Some common bacteria like Staphylococcus aureus have both harmless and pathogenic versions. While staph is often harmless, it can also cause food poisoning or infect people as MRSA, (methicillin-resistant S. aureus), which can cause fatal illnesses. Antibiotic-resistant bacteria are considered to pose a serious threat to public health, and MRSA is one of the main culprits right now. As such, researchers have tried to develop a vaccine that prevents serious staph infection. But so far, every vaccine candidate has failed in human trials. Now, scientists have learned why. The findings have been reported in Cell Host & Microbe.
People are exposed to staph microbes soon after birth, because the bacteria are everywhere. About half of all babies host colonies of Staphylococcus aureus within two months of birth, and most have also generated antibodies that can stave off a staph infection. However, mouse models that have been used to test staph vaccines have not typically been espoused to S. aureus; they are kept in cleaner environments. Therefore, the researchers hypothesized that lab mice with no previous staph exposure were responding well to vaccines, while humans that have been exposed to staph and have their own immunity do not react to the same vaccines with infection-preventing antibodies.
"It's a longstanding and one of the most enigmatic issues of the staphylococcal field. None of these human trials have worked and scientists have struggled to find a reason," said George Liu, MD, Ph.D., a professor of pediatrics at University of California San Diego School, among other appointments.
"Staph vaccines appear so easy to make in laboratory mice because they rarely see S. aureus, but humans are exposed to staph beginning in the first weeks of life and, in order to coexist, staph appears to have developed many strategies to render ineffective our immune response against them," explained first study author and project scientist Chih-Ming Tsai, Ph.D.
In this study, the researchers tested their hypothesis by simulating a failed trial. A previously developed staph vaccine was designed to target a protein called IsdB that aids in the uptake of iron, which is essential to the microbe.
When mice that had not been exposed to staph were given the vaccine, it led to the production of antibodies against the entire IsdB protein, and the antibodies were protective; they disrupted staph microbes. But when mice had been exposed to staph before they got the vaccine, they did not generate antibodies that prevented disease, and only generated non-protective antibodies. Booster shots did not improve the situation, and only led to the production of more ineffective antibodies.

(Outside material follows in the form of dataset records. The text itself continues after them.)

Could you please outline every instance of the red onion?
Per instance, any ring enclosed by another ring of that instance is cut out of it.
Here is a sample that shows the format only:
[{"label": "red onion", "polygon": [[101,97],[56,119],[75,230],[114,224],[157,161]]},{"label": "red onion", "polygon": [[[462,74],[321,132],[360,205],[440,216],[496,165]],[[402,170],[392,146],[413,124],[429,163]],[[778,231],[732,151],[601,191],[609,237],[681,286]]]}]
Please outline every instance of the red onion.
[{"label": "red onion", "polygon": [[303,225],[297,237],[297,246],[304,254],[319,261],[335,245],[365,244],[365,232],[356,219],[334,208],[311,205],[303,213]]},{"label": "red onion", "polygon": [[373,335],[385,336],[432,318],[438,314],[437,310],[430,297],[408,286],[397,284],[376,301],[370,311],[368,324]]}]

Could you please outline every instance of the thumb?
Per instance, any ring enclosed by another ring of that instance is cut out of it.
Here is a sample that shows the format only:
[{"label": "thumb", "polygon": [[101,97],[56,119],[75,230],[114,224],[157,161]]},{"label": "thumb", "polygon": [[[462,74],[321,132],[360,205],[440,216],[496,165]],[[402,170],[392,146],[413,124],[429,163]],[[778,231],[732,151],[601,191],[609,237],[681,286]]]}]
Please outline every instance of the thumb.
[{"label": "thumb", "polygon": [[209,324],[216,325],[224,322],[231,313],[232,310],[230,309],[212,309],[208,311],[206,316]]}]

Next, the scientists combined human antibodies against IsdB with protective antibodies that were generated after a vaccine treatment.
"We surmised that if we could vaccinate only against the protective component of IsdB, we might be able to prevent suppression by bad immune response memory," said Tsai.
Indeed, the researchers were able to vaccinate mice against a protective portion of the IsdB protein. Then, mice were protected from infection by the vaccine even when they'd already been exposed to staph.
Liu noted that a faulty memory of a pathogen and the immune response that goes along with it could explain why human trials have failed.
"It is even possible that the same principle might also explain why many other hard-to-make vaccines have failed. If we are proven correct, an effective staph vaccine may not be too far away," said Liu.